Optimizing DirectDraw
A short overview
Written by Daniel Kastenholz
Monday, April 19, 1999
DirectDraw IS slow, believe me. I know, there are people who proclaim the opposite. Yes, DirectDraw HAS direct hardware support,
it HAS DMA access, and: hey, how nice, it even comes with ready-to-use sprite code. And indeed, if you're planning nothing HUGE, you
might get quite lucky with DirectDraw. But have you ever noticed what happens, when video memory is exhausted and your bitmaps are loaded
into system memory? Your framerate will fall, fall, fall. Every blit from system to video memory becomes a torture. To avoid such situations,
you should follow these rules:
Always watch your memory state!
Don't place bitmaps in video memory that NEEDN'T be there, such as menu graphics! Video memory is for ingame graphics -
for sprites, fonts, background textures, not for your title screen or your fullscreen credits bitmap!
Don't blit!
This is NO typing error. I suggest you NOT to blit. (With one exception: When you're copying from video memory to video memory, grin...) But in
ALL other cases (that is: VIDMEM -> SYSMEM, SYSMEM -> VIDMEM, and SYSMEM -> SYSMEM), it is NO good idea to use the standard
blitting functions. In many cases, things will run faster if you LOCK both surfaces and use "memcpy" to copy your bitmap line by line, although this isn't the
best way to get things managed, as you will learn further below.
Don't lock!
Those damn locks are one of the most confusing things about DirectDraw. Imagine you want to copy "normal" data from "a" to "b", - a string,
for example. Do you LOCK "a" and "b" before copying? No, of course not. But why do you lock system memory surfaces before accessing them?

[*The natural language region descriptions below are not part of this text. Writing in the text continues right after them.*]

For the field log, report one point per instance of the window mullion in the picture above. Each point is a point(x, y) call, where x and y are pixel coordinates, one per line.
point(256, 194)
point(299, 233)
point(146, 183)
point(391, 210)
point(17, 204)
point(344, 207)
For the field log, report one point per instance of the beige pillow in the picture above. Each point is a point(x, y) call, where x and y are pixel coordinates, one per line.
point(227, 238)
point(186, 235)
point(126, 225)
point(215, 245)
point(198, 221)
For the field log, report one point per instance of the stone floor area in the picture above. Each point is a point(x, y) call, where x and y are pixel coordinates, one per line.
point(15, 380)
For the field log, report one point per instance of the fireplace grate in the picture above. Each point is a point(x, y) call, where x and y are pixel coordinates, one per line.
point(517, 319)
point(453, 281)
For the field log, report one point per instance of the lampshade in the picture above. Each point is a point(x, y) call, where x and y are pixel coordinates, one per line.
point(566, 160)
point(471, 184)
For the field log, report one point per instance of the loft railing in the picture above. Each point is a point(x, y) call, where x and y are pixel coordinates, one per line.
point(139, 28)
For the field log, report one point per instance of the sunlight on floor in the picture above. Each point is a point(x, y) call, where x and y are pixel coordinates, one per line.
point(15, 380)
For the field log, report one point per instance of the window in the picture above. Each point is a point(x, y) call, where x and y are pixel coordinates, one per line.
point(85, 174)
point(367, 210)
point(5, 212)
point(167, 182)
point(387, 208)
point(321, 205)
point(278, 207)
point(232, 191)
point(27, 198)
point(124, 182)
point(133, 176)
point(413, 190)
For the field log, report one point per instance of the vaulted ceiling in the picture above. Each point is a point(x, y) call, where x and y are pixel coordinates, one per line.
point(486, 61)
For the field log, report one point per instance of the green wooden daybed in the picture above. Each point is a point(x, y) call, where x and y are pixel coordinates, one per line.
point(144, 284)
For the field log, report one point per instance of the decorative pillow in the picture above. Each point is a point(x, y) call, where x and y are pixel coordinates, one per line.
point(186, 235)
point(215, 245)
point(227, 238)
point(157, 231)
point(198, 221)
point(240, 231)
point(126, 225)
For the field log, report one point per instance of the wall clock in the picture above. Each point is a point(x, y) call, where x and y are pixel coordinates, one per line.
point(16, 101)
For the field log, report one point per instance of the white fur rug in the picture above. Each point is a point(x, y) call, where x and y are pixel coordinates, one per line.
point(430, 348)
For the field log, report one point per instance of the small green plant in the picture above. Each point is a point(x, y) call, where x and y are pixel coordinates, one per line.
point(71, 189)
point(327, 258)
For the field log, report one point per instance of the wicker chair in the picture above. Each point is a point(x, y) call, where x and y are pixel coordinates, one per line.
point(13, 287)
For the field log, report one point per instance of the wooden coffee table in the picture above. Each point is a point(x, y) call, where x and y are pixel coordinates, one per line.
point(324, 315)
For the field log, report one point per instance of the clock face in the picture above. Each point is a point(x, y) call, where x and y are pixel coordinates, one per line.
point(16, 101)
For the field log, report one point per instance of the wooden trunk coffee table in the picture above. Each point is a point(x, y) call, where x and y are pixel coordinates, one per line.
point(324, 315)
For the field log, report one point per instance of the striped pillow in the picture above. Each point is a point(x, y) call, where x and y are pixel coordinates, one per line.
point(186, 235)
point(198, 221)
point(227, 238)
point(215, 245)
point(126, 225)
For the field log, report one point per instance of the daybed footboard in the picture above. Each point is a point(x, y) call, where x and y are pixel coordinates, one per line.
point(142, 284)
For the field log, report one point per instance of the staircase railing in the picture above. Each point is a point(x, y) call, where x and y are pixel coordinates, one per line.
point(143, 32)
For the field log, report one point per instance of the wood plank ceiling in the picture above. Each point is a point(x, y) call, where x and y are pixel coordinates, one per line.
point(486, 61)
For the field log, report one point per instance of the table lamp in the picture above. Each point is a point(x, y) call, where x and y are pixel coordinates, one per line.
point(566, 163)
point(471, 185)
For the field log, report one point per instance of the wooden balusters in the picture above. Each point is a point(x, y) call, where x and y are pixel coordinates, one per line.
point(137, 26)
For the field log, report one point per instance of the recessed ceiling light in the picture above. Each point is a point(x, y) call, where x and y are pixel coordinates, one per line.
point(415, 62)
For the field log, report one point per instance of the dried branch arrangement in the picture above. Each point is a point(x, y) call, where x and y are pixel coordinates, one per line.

For good old Bill's men want you to? Hey, don't be a fool. Did you really believe the position of your bitmaps in system memory would ever change
if you don't want? A system memory surface is nothing else than some bytes in memory, previously allocated by "malloc", and it behaves exactly the
same way. Now, as you know about that, you should try the following: When you create your system memory surface, lock it, store the obtained
pointer, and unlock the surface. From now on, just use the pointer to access your surface directly, and forget about further locks! - Oh, and the
funniest thing: As you unlocked the surface after receiving its pointer, you can still use the original blit funtions (if you have to, grin...). Nice, isn't it?
But please don't try this on video memory surfaces. ;-)
Copy on your own!
If you successfully implemented the prior tricks in your game, it might already be faster at this time. Not fast enough, yet, if you ask me. In step 2,
you were told to use "memcpy" instead of blits. Of course, that was a good thing, but nothing is better than true hard-coded source. And that means:
Take an assembler like MASM (or the C++ inline assembler, if you don't have MASM, but I prefer MASM) and write your own copy functions.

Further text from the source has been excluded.